Two of the researchers responsible for those 3D printed liver buds, Koichi Nakayama (Saga University, co-founder and shareholder of Cyfuse Biomedical) and Tomoaki Taguchi (Kyushu University), have now returned with a new research paper, put together with other researchers from Kyushu and Saga.
This new research attempts the 3D bioprinting and regeneration of a different body part: diaphragms.
The bioprinting research has been carried out because of an urgent need within paediatric surgery to find ways to heal diaphragmatic hernias with the use of native tissue (tissue taken from other parts of a patient’s body).
The current use of so-called “mesh” patches in medicine, which can consist of organic and inorganic materials, often results in a recurrence of the hernia, something doctors and patients want to avoid at all costs. Many of these meshes are also unable to function over a period of time, since they do not grow as a patient grows.
By using a 3D bioprinter to generate large scaffold-free tissue patches composed of human cells (human dermal fibroblasts and human umbilical vein endothelial cells), the researchers attempted to repair damaged human diaphragms attached to rats.
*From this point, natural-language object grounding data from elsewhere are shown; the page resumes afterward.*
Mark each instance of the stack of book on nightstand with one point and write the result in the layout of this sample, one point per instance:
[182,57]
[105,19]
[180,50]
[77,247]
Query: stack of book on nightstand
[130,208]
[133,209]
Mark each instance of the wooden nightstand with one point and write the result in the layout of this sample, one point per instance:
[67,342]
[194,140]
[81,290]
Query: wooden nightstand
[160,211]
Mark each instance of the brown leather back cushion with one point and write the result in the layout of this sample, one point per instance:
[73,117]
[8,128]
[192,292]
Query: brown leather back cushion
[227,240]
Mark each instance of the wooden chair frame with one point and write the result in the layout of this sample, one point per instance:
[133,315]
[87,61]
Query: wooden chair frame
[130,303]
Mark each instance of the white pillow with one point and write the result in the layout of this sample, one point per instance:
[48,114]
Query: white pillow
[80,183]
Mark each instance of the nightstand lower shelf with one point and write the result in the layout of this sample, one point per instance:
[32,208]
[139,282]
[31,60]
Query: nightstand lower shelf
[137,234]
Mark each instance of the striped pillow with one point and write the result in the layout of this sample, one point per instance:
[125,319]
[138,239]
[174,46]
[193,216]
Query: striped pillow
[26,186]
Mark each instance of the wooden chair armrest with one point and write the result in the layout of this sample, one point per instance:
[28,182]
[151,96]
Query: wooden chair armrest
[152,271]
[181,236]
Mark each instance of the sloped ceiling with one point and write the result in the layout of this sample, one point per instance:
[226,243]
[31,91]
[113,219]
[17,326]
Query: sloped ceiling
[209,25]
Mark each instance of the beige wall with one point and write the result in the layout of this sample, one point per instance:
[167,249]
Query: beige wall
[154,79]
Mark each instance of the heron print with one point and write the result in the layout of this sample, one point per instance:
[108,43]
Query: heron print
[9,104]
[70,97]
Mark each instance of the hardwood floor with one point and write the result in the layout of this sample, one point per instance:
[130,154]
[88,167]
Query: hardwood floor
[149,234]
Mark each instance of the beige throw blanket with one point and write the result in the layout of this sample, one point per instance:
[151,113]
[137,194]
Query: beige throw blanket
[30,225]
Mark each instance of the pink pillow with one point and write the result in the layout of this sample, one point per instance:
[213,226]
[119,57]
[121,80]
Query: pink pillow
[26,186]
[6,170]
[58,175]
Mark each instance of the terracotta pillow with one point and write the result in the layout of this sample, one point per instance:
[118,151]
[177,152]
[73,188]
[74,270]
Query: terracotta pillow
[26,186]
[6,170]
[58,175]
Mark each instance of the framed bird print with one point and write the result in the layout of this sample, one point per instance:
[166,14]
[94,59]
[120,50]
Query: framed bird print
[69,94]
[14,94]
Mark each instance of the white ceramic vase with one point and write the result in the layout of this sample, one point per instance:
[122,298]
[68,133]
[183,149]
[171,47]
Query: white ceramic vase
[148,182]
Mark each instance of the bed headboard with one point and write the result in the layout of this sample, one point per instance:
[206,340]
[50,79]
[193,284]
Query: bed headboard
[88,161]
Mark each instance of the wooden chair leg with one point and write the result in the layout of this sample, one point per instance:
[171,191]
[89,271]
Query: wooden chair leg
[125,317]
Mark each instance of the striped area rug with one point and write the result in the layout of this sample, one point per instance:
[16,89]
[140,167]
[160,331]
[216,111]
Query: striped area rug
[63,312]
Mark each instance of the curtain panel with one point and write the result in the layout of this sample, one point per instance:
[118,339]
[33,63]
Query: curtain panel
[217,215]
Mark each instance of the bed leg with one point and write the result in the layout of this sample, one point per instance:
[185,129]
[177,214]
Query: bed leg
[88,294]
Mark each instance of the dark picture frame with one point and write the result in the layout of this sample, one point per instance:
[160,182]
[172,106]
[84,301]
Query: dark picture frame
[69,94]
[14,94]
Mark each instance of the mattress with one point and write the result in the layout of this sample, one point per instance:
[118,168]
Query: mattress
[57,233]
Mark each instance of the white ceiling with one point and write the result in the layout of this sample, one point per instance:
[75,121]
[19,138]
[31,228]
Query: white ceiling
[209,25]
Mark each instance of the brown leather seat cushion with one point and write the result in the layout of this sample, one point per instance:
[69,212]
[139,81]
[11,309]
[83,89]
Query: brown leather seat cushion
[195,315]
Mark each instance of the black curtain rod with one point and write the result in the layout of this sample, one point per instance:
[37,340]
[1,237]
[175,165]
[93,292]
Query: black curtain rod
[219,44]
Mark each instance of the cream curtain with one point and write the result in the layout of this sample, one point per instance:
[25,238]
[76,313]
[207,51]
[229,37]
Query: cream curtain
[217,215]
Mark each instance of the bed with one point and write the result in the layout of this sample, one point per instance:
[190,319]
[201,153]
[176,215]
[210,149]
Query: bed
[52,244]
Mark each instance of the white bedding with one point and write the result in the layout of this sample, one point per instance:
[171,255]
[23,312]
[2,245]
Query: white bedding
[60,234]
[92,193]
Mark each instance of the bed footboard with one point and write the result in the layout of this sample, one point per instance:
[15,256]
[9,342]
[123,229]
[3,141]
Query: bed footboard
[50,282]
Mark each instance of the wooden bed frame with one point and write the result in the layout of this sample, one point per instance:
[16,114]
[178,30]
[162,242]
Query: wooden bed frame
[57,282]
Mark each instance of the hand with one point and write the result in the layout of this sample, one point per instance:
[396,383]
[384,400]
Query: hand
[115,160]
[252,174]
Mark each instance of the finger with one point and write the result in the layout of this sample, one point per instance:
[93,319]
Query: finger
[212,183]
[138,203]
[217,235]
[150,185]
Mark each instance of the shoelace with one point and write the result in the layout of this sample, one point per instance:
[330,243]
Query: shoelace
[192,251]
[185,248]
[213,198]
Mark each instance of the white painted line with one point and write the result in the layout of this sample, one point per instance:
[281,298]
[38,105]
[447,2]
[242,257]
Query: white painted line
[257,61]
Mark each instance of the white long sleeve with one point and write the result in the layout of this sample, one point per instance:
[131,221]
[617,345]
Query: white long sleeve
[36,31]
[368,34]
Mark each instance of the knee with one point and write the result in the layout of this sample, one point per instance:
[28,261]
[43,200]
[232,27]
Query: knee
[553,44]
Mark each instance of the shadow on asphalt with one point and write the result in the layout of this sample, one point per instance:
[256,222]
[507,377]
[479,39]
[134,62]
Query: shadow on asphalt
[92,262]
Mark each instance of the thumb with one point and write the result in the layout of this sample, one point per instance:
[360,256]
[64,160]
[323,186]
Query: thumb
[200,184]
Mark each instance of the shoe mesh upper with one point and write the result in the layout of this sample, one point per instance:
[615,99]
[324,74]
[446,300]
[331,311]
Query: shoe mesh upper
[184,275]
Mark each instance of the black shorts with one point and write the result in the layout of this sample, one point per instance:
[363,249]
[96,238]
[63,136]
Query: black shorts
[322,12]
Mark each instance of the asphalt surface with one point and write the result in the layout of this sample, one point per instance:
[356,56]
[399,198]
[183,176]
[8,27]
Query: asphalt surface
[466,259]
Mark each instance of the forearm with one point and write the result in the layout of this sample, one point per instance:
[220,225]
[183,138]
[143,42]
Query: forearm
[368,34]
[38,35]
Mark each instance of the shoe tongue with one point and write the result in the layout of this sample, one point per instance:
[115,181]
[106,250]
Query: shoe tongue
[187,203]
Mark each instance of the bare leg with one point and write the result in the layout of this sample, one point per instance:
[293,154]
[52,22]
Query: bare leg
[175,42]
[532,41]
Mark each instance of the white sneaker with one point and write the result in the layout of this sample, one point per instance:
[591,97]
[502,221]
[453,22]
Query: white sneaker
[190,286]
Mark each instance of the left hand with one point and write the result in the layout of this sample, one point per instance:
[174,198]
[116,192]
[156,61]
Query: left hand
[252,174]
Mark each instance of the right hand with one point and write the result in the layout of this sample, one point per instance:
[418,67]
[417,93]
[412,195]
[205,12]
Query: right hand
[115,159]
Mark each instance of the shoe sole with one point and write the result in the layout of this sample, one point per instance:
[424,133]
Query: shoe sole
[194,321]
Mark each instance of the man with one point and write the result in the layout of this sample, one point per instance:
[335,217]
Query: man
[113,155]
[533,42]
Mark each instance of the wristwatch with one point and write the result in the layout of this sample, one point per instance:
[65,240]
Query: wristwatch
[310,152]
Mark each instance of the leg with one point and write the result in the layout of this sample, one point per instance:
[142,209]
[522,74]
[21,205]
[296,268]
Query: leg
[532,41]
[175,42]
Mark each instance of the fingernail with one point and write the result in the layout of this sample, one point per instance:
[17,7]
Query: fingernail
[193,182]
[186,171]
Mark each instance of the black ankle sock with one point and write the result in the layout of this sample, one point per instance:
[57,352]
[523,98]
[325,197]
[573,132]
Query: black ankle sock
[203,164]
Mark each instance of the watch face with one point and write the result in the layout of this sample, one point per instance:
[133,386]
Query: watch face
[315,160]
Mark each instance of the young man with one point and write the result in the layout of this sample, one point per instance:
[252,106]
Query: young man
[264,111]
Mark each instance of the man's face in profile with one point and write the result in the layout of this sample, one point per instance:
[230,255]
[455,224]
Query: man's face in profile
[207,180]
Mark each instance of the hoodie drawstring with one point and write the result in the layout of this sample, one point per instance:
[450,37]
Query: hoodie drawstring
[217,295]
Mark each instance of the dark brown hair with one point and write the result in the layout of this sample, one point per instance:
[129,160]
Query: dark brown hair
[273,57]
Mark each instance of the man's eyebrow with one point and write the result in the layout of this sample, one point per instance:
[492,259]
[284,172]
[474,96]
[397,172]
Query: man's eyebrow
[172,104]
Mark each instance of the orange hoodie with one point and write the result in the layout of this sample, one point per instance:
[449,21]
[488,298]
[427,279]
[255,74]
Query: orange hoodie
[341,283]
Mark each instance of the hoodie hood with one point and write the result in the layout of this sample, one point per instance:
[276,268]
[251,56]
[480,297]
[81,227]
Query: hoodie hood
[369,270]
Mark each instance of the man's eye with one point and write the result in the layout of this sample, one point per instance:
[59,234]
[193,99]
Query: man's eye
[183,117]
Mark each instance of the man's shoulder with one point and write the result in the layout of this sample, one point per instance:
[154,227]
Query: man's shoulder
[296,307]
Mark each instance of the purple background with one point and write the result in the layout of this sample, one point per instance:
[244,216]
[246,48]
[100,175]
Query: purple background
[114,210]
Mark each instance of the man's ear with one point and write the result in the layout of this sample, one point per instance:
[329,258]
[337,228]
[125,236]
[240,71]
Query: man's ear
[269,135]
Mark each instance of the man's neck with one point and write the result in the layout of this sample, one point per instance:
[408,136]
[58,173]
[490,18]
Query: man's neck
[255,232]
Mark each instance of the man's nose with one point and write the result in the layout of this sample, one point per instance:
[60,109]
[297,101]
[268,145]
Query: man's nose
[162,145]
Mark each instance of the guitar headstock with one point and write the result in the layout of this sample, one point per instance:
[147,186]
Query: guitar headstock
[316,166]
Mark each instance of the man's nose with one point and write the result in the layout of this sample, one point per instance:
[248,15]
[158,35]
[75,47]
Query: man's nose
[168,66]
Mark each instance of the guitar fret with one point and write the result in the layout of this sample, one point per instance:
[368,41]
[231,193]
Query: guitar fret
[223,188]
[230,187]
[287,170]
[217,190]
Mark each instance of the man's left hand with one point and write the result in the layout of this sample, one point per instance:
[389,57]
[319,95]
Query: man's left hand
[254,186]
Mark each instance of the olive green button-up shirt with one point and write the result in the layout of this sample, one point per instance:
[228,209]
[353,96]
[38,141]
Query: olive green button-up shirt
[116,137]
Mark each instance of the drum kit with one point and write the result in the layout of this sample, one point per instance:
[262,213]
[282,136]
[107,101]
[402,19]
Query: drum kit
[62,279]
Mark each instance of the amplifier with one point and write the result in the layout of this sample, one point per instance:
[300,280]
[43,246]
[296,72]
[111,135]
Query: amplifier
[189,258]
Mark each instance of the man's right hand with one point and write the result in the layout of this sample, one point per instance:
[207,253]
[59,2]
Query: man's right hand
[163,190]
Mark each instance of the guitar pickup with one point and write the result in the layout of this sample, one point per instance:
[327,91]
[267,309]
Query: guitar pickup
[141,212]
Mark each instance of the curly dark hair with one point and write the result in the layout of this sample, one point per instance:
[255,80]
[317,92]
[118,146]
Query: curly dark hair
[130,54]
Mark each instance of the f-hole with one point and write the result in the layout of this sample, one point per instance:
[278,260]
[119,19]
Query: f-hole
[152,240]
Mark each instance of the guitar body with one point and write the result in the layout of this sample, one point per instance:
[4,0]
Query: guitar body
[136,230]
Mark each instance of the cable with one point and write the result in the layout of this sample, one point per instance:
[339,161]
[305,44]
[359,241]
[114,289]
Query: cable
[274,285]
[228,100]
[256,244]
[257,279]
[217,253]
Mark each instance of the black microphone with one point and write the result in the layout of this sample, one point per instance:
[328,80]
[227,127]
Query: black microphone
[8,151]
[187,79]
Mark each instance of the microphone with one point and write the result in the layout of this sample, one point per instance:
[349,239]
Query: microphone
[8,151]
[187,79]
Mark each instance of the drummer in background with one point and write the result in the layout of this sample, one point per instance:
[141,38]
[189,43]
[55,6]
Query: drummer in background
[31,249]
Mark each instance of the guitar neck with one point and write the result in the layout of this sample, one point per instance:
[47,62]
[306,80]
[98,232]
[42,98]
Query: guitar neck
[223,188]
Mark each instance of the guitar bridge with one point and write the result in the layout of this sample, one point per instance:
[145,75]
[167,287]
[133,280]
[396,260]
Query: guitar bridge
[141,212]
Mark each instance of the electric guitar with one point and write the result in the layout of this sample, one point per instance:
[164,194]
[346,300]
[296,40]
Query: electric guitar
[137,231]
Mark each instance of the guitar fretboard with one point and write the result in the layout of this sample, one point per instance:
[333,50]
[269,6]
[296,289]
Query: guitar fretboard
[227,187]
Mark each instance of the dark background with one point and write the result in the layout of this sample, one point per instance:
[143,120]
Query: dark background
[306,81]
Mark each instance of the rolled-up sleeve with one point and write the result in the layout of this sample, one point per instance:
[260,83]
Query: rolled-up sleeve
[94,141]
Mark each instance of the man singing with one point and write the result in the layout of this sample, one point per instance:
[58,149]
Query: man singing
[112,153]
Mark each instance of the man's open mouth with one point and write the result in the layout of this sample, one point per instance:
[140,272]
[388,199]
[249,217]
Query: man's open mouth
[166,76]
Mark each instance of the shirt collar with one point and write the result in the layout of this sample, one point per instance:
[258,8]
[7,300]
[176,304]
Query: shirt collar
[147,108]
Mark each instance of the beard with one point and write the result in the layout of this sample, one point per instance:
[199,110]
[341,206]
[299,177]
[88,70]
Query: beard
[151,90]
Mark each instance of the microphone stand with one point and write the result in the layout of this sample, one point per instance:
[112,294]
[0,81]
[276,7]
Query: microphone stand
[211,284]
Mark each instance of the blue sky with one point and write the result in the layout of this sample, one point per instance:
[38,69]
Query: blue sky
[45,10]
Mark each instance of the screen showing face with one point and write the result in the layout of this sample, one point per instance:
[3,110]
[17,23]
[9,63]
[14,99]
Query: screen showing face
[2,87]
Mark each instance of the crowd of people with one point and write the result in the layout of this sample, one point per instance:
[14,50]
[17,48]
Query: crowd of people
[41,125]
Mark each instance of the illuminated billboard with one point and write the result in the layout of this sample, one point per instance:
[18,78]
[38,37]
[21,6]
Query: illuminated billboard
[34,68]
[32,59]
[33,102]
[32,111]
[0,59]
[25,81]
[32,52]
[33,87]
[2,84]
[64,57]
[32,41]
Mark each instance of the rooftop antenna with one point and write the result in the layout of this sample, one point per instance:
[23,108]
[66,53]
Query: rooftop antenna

Cyfuse Biomedical's Regenova 3D bioprinter was used for the study
They hoped that successful research could lead to improved treatments for those born with congenital diaphragmatic hernia, for which there is no viable therapy besides the mesh patch.
For the exciting research, the scientists’ chosen bioprinter was Cyfuse Biomedical’s Regenova 3D bioprinter, which uses a unique cell-skewering process known as the Kenzan Method. Their printed cellular patches had an approximate length of 20 mm, inner diameter of 3 mm, and tube wall thickness of 1 mm.
As is to be expected with an established bioprinter like the Regenova, the 3D printed cellular patches were strong and highly elastic, making them suitable for the transplantation.
In what could be highly promising news for those in healthcare, the procedure was a big success. The rats survived for 710 days after having the bioprinted patches attached, and the researchers noted “complete tissue integration of the grafts during rat growth.”
Histology showed regeneration of muscle structure, neovascularization, and neuronal networks within the reconstructed diaphragms. Because of this, the Japanese researchers say their results “demonstrate that created cellular patches are a highly safe and effective therapeutic strategy for repairing diaphragmatic defects, and thus pave the way for a clinical trial.”
“To our knowledge,” the researchers say, “this is the first report of diaphragmatic defect repair using created grafts composed only of cells.”
The future? The researchers now plan to attempt a similar bioprinting feat on a larger animal, such as a rabbit, using a new Kenzan design to create larger cellular patches measuring 5 × 6 cm.
The research, “Regeneration of diaphragm with bio-3D cellular patch,” has been published in the journal Biomaterials.